So you also must consider yourselves dead to sin and alive to God in Christ Jesus. Let not sin therefore reign in your mortal body, to make you obey its passions. Do not present your members to sin as instruments of unrighteousness, but present yourselves to God as those who have been brought from death to life, and your members to God as instruments of righteousness. For sin will have no dominion over you, since you are not under law but under grace. (Rom. 6:11–14)

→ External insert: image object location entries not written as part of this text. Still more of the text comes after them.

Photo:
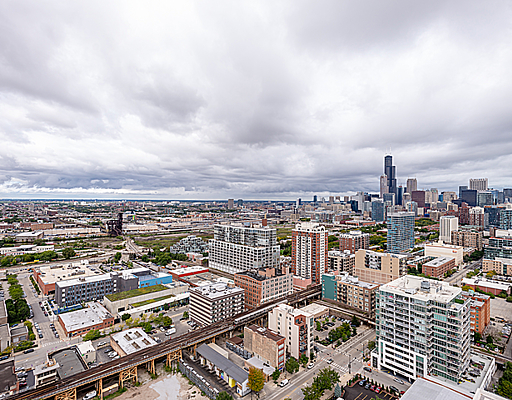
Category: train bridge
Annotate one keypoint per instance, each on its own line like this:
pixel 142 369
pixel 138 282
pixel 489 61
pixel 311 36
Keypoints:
pixel 169 351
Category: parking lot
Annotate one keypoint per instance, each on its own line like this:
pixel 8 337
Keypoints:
pixel 360 393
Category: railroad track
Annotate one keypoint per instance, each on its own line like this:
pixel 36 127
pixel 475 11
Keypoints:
pixel 158 351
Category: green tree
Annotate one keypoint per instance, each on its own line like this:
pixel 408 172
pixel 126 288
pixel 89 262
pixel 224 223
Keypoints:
pixel 311 393
pixel 92 335
pixel 68 252
pixel 256 380
pixel 326 379
pixel 292 365
pixel 224 396
pixel 276 374
pixel 303 359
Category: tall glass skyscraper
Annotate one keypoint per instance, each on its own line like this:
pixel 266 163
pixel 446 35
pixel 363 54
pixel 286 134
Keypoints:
pixel 390 172
pixel 400 231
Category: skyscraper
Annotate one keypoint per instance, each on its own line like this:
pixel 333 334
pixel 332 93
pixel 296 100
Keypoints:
pixel 447 224
pixel 412 185
pixel 423 328
pixel 400 231
pixel 236 248
pixel 478 184
pixel 309 251
pixel 390 172
pixel 383 185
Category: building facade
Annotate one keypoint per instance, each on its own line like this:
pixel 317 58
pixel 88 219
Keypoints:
pixel 354 240
pixel 264 285
pixel 296 326
pixel 467 239
pixel 239 248
pixel 349 290
pixel 215 302
pixel 438 267
pixel 341 261
pixel 447 224
pixel 375 267
pixel 268 345
pixel 422 328
pixel 309 251
pixel 400 232
pixel 480 310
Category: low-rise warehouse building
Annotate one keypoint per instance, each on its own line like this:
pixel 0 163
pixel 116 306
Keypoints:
pixel 78 323
pixel 225 369
pixel 130 341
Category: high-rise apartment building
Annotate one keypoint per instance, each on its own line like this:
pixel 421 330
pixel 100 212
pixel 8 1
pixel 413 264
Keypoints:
pixel 419 197
pixel 422 328
pixel 390 172
pixel 354 240
pixel 506 217
pixel 264 285
pixel 378 211
pixel 412 185
pixel 447 224
pixel 350 291
pixel 400 231
pixel 467 239
pixel 309 251
pixel 237 248
pixel 341 261
pixel 383 185
pixel 478 217
pixel 296 326
pixel 478 184
pixel 377 267
pixel 215 302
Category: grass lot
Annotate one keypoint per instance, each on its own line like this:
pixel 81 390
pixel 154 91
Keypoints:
pixel 146 302
pixel 135 292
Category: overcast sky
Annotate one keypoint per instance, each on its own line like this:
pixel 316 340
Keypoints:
pixel 254 100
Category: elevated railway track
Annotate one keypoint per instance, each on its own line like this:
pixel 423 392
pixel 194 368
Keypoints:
pixel 169 351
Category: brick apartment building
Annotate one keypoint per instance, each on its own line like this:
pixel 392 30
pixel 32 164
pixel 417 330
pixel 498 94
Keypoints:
pixel 354 240
pixel 263 285
pixel 438 266
pixel 309 251
pixel 467 239
pixel 480 307
pixel 266 344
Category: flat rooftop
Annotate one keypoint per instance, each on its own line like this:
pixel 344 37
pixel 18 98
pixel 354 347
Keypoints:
pixel 92 315
pixel 437 262
pixel 69 362
pixel 135 292
pixel 422 288
pixel 269 334
pixel 132 340
pixel 217 290
pixel 51 274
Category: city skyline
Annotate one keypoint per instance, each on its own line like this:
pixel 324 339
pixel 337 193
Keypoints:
pixel 200 101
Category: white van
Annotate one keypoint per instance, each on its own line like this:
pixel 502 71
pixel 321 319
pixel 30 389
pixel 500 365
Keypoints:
pixel 90 395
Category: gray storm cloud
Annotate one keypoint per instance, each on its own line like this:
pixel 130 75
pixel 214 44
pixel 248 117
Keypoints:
pixel 253 100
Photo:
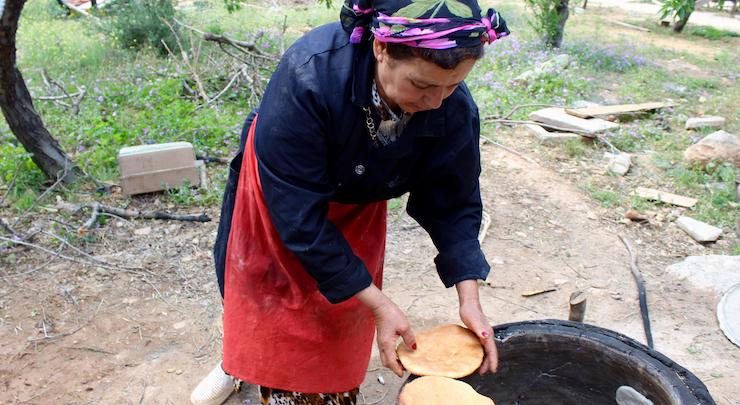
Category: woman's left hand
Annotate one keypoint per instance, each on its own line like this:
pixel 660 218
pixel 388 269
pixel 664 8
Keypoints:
pixel 473 317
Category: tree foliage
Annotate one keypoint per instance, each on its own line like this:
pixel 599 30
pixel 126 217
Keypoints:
pixel 680 10
pixel 549 20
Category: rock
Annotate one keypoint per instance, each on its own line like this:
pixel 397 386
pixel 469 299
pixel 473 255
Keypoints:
pixel 583 104
pixel 559 118
pixel 551 138
pixel 717 272
pixel 699 231
pixel 627 395
pixel 551 66
pixel 705 122
pixel 719 145
pixel 636 216
pixel 618 163
pixel 676 88
pixel 559 62
pixel 143 231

  In other words, we must reckon and count as true (even though it might not feel that way sometimes) that we are no longer slaves of sin but are now alive to God in Christ. Sin’s reign (rulership, domination) in us has been broken, and we can now live for God. But sin’s residue remains, and we must not yield to it lest it regain strength. A new era has dawned, but it has not yet been fully realized. We are “new men,” united with Christ, yet we are still living in mortal flesh, not yet raised with Christ in glorified bodies. For that reason, growing in godliness remains a struggle—though it is a battle we can and will win as we cling to Christ in faith.
  John Stott says:

The major secret of holy living is in the mind. It is in knowing (Rom. 6:6) that our former self was crucified with Christ, in knowing (Rom. 6:3) that baptism into Christ is baptism into His death and resurrection, and in considering (Rom. 6:11 RSV) that through Christ we are dead to sin and alive to God. We are to recall, to ponder, to grasp, to register these truths until they are so integral to our mindset that a return to the old life is unthinkable. A regenerate Christian should no more contemplate a return to unregenerate living than adults to their childhood, married people to their singleness, or discharged prisoners to their prison cell.2

  So we must proceed to be what we are. This means that as those dead to sin and alive to God, we are to give ourselves wholeheartedly to God as grateful children, actively offering up the “members” of our bodies (eyes, ears, mouths, hands, feet, etc.) as instruments of righteousness for God’s pleasure and glory. In our old life, energized as it was by the flesh, our spiritual deadness and rebellion against God were expressed in sins through the members (parts) of our body. In our new life, empowered as it is by the Holy Spirit, our love for and submission to God is expressed in obedience through the members of our body.
  For example, we choose to no longer look with our eyes at pornography but rather at things that are wholesome; to no longer listen with our ears to dirty jokes, gossip, etc., but rather to things that are edifying; to no longer use our mouths to tell lies, gossip, or slander but rather to speak truth and share the gospel; to no longer hold tightly to what is ours but rather to share with those in need; to no longer sit at ease in our bodies but to get up and out in service to God and neighbor; to no longer use our private parts to have sex outside of marriage but to be chaste, and so forth.